Taire toute forme de protestation 

En s’inspirant de la notion de « sublime toxique » inventée par la professeure Jennifer Peeples, Chris Donavan croise la laideur à l’élégant dans ses images. Les quelques irruptions de couleurs – placées au début et à la fin du livre – fonctionnent, pour lui, comme des « préfaces et postfaces méditatives ». Des respirations esthétiques permettant de capter l’intérêt des défenseurs d’une beauté systématique dans la photographie pour mieux les happer dans une histoire plus sombre et plus dure : celle d’une ville dépendante d’une minorité dominante, dont l’extraordinaire influence la rend toute puissante.

The neighbourhood near the leaked butane pipeline after demolition, 2020 © Chris Donovan
Le quartier près du pipeline de butane après sa démolition, 2020 © Chris Donovan
The Irving Oil Refinery seen from uptown Saint John, 2016 © Chris Donovan
La raffinerie Irving Oil vue du centre-ville de Saint John, 2016 © Chris Donovan
Forestry company JD Irving advertises their alleged contributions to environmental causes along New Brunswick highways despite the company’s long record of environmental catastrophe including being charged in 2016 with fifteen counts of illegal dumping of deleterious substances into the Wolastoq (Saint John River), 2021 © Chris Donovan
L’entreprise forestière JD Irving fait de la publicité pour ses prétendues contributions à des causes environnementales le long des autoroutes du Nouveau-Brunswick, malgré son long palmarès de catastrophes environnementales, notamment son inculpation en 2016 pour quinze chefs d’accusation de déversement illégal de substances nocives dans le Wolastoq (fleuve Saint-Jean), 2021 © Chris Donovan
White-tailed deer in front of the Irving Pulp and Paper Mill on the west side of Saint John, 2023 © Chris Donovan
Cerf de Virginie devant l’usine Irving Pulp and Paper à l’ouest de Saint John, 2023 © Chris Donovan

Inspiré par la structure panoptique (un type d’architecture carcérale positionnant un gardien dans une tour centrale afin qu’il puisse observer tous les prisonniers sans que ceux-ci aient moyen de savoir s’ils sont surveillés, NDLR) et le contrôle qui en émane, l’auteur fait des usines des tours de surveillance implacables et effrayantes. « Comme dans ces types de prison, la peur de la punition suffit à maintenir l’obéissance. L’angoisse d’une quelconque rétribution empêche beaucoup de gens de se plaindre de l’industrie et de ses patrons. À Saint John, toute forme de protestation est jugée par la population comme un comportement déviant », précise-t-il.

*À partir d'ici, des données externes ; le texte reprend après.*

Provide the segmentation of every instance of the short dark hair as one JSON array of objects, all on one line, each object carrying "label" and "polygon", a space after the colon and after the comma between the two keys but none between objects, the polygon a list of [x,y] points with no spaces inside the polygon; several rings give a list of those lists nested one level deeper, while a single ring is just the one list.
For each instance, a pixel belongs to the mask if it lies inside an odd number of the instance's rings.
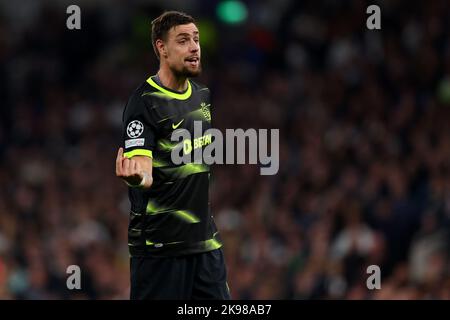
[{"label": "short dark hair", "polygon": [[166,41],[167,34],[172,27],[189,23],[195,23],[194,18],[180,11],[166,11],[152,21],[152,45],[158,59],[159,52],[158,48],[156,47],[156,40],[161,39],[163,41]]}]

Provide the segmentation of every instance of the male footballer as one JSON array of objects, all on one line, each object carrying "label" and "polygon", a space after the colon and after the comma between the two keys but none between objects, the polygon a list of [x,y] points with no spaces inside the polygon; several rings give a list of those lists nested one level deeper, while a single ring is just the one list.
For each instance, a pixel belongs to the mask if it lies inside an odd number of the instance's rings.
[{"label": "male footballer", "polygon": [[116,159],[131,203],[130,297],[230,299],[209,205],[210,168],[171,159],[175,130],[194,136],[194,121],[201,121],[203,132],[211,128],[209,89],[191,80],[201,72],[199,31],[191,16],[168,11],[152,22],[152,43],[159,70],[125,106]]}]

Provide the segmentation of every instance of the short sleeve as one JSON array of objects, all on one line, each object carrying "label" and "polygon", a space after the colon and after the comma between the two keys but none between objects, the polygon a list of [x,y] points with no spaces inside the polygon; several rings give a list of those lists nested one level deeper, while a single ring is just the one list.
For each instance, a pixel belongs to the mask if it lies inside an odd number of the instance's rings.
[{"label": "short sleeve", "polygon": [[142,97],[136,93],[129,99],[123,113],[124,156],[147,156],[153,158],[156,145],[155,125]]}]

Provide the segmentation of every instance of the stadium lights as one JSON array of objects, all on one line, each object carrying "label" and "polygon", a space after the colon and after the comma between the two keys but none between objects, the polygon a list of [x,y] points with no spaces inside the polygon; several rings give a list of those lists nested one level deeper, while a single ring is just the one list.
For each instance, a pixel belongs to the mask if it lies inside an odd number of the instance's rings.
[{"label": "stadium lights", "polygon": [[222,22],[239,24],[247,19],[247,6],[242,1],[226,0],[217,5],[217,16]]}]

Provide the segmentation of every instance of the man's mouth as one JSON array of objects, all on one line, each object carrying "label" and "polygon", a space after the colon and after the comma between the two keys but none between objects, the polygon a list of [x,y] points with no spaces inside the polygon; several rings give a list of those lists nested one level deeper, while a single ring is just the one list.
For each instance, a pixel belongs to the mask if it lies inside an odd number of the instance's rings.
[{"label": "man's mouth", "polygon": [[199,57],[189,57],[189,58],[186,58],[185,61],[187,61],[191,66],[196,67],[196,66],[198,66],[200,58]]}]

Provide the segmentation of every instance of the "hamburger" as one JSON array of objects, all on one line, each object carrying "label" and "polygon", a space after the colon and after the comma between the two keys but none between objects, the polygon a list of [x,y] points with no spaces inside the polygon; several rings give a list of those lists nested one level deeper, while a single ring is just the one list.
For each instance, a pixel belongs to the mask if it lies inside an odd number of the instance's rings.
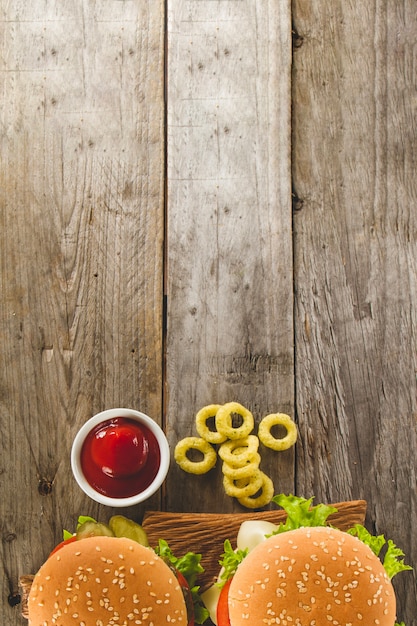
[{"label": "hamburger", "polygon": [[[162,540],[153,549],[142,527],[122,516],[110,525],[80,520],[31,581],[29,626],[194,626],[206,619],[195,586],[201,555],[178,559]],[[115,535],[120,525],[129,537]]]},{"label": "hamburger", "polygon": [[403,552],[363,526],[345,532],[327,525],[333,507],[295,496],[274,501],[287,510],[285,523],[243,522],[237,548],[225,542],[219,581],[203,594],[213,622],[394,626],[391,579],[411,569]]},{"label": "hamburger", "polygon": [[394,589],[378,557],[356,537],[324,527],[260,543],[237,568],[228,604],[233,626],[393,626],[396,616]]},{"label": "hamburger", "polygon": [[55,552],[35,575],[29,624],[187,626],[178,579],[148,547],[116,537],[89,537]]}]

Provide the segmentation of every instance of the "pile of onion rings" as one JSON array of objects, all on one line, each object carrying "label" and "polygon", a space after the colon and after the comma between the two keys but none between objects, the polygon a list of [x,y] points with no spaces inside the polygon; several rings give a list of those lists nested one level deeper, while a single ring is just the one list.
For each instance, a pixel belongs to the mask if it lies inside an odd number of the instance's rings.
[{"label": "pile of onion rings", "polygon": [[[239,425],[233,421],[236,415]],[[210,428],[209,420],[214,428]],[[295,422],[285,413],[270,414],[261,420],[258,435],[254,435],[252,413],[238,402],[228,402],[203,407],[196,414],[195,424],[199,437],[185,437],[175,446],[174,458],[179,467],[190,474],[205,474],[216,465],[218,454],[223,461],[223,488],[228,496],[249,509],[269,504],[274,485],[260,469],[259,444],[287,450],[297,441]],[[283,427],[285,436],[275,437],[271,432],[274,426]]]}]

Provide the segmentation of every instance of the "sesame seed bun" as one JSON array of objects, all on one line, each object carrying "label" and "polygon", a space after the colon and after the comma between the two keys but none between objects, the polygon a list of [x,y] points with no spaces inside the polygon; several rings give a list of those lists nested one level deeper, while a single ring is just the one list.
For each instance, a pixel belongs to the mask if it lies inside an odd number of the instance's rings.
[{"label": "sesame seed bun", "polygon": [[187,625],[181,588],[151,548],[130,539],[69,543],[36,574],[30,626]]},{"label": "sesame seed bun", "polygon": [[229,591],[232,626],[393,626],[395,593],[380,559],[327,527],[266,539],[239,565]]}]

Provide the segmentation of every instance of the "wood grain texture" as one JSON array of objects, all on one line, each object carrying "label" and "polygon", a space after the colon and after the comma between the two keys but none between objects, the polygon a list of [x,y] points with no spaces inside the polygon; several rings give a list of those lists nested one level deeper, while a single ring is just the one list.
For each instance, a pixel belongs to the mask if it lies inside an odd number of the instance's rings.
[{"label": "wood grain texture", "polygon": [[[293,415],[290,5],[201,0],[168,11],[167,426],[237,401]],[[278,490],[293,451],[263,455]],[[181,490],[177,485],[181,484]],[[204,494],[201,496],[200,494]],[[237,505],[239,506],[239,505]],[[231,511],[220,465],[173,467],[166,507]]]},{"label": "wood grain texture", "polygon": [[[0,623],[63,527],[112,514],[69,450],[116,405],[172,446],[208,403],[289,413],[275,491],[366,500],[417,569],[414,5],[0,3]],[[241,512],[220,464],[162,496]]]},{"label": "wood grain texture", "polygon": [[120,405],[161,421],[163,11],[6,2],[0,29],[0,622],[12,626],[19,574],[78,514],[104,515],[71,475],[76,430]]},{"label": "wood grain texture", "polygon": [[[415,3],[296,0],[294,24],[297,489],[366,499],[415,566]],[[394,584],[416,624],[415,573]]]}]

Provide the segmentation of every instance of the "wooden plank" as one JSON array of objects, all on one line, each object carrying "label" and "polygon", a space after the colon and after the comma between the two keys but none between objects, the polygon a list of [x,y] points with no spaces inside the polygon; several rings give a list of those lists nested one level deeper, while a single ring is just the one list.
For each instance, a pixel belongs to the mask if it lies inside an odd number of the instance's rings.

Une manière tortionnaire de taire toute opposition à l’exploitation de la main-d’œuvre et à l’atteinte à l’environnement. « Mais, rappelle Chris Donavan, ce livre ne dit rien de cela. Il vous montre simplement une ville où ces choses se déroulent. Il vous faut décider si vous voulez lire ces images de cette manière, ou juste parcourir le portrait d’un lieu. »

The Cloud Factory est disponible chez Gostbooks, au prix de 70€.